CHATTANOOGA, Tenn. (WATE) — A case that’s been ongoing since 2018 has finally been resolved today.

On Monday, a federal judge approved a final settlement in a class action lawsuit challenging an April 2018 workplace immigration raid at a meat processing plant in East Tennessee.

About five years ago, the southeastern provisions slaughterhouse and meat packing facility in Grainger County was raided by the IRS and Immigration and Customs Enforcement (ICE).

The owner of the facility James Brantley was accused of financial crimes including tax fraud.

However, during the raid, nearly 100 Latino workers were forcefully detained without agents knowing their immigration status.

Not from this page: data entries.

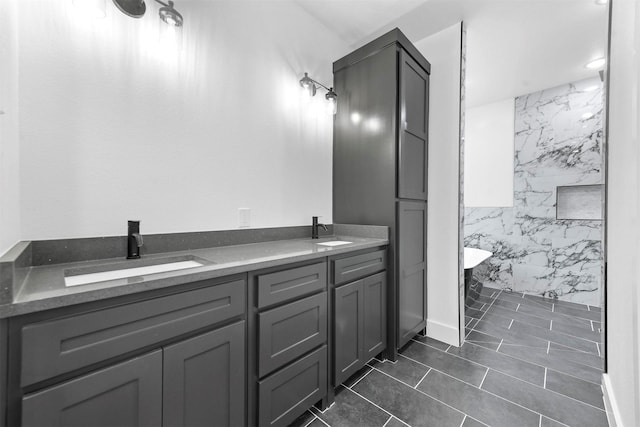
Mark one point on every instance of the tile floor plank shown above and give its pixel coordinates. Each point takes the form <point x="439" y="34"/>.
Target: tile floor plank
<point x="406" y="403"/>
<point x="479" y="404"/>
<point x="458" y="367"/>
<point x="555" y="406"/>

The lawsuit alleged that federal officers “berated workers with racial slurs,” “punched one worker in the face,” and “subjected the group to prolonged detention without allowing the people to contact family.”

At the time, the ICE raid was the largest workplace immigration raid in nearly a decade.

Brantley, the plant’s owner, was eventually sentenced to 18 months in prison and paid nearly $1.3 million in restitution to the IRS after pleading guilty to tax evasion, wire fraud, and employing undocumented immigrants.

Brantley paid workers $610,000 in back pay and damages to about 150 workers.

State regulators fined Brantley over $40,000 for subjecting workers to unsanitary and hazardous working conditions in the facility.

On Feb. 27, a federal judge closed this case by approving the federal funds of over a million dollars to be distributed to the victims.

$475,000 will be split between six individual plaintiffs. An additional $550,000 will go to a class settlement fund for 97 workers detained during the raid and $150,000 will be paid to the plaintiffs’ attorneys.

The Tennessee Immigration and Refugee Rights Coalition has been heading the efforts and says this is a historic settlement.

“It’s been tremendous trauma, and really difficult for a lot of the workers in their family some who have died before they get to see this day, and we know that that pain will never heal, but at the same time, the bravery and the tenacity of the workers have really come out through all of this, and that’s the only reason why today we’re expecting a victory in their case,” said Lisa Sherman Luna, executive director of TIRRC.

“Someone asked me if I am happy about the result of this case,” said Martha Pulido, a plaintiff in the lawsuit and resident of Morristown. “The question brought me back to that day. Everything was normal, and then in an instant, everything changed. Now, I live with the aftermath of that bad experience. It will stay with all of the families forever. I am not happy, but I am content to see that justice prevailed over injustice. I am thankful to the legal team and the class members, who stuck together throughout this time. We will always remember that we are one.”

The federal judge congratulated both sides on coming to an agreement and made comments to the attorneys of the plaintiffs stating that this is the first time in his career that he has heard of attorneys meeting with all of the plaintiffs in a class action lawsuit. 

“Some of the class members who were here today at today’s hearing I met for the first time in an immigration prison after one of the most traumatizing days of their lives, and their spirits were so broken. It’s hard not to see that as the intended consequence of this really violent, really unnecessary raid, and it’s just been a transformational experience for me, and I think of the Morristown community to stay with them on this journey over the last five years and see them today with their spirits lifted with a feeling like the trauma that was inflicted on them has been acknowledged,” said Julia Solorzano, one of the attorneys.

Luna continued, “April 5, 2018, It was like a bomb went off in East Tennessee. There was the largest worksite raid in almost a decade where over 100 workers were rounded up, arrested, and detained. Some of them were sent out of state. TIRRC was one of the first on the ground, coordinating a response and organizing the families and others in the community and today is the final day and a hearing where we get to declare victory on the injustice that was enacted on those workers on that day.”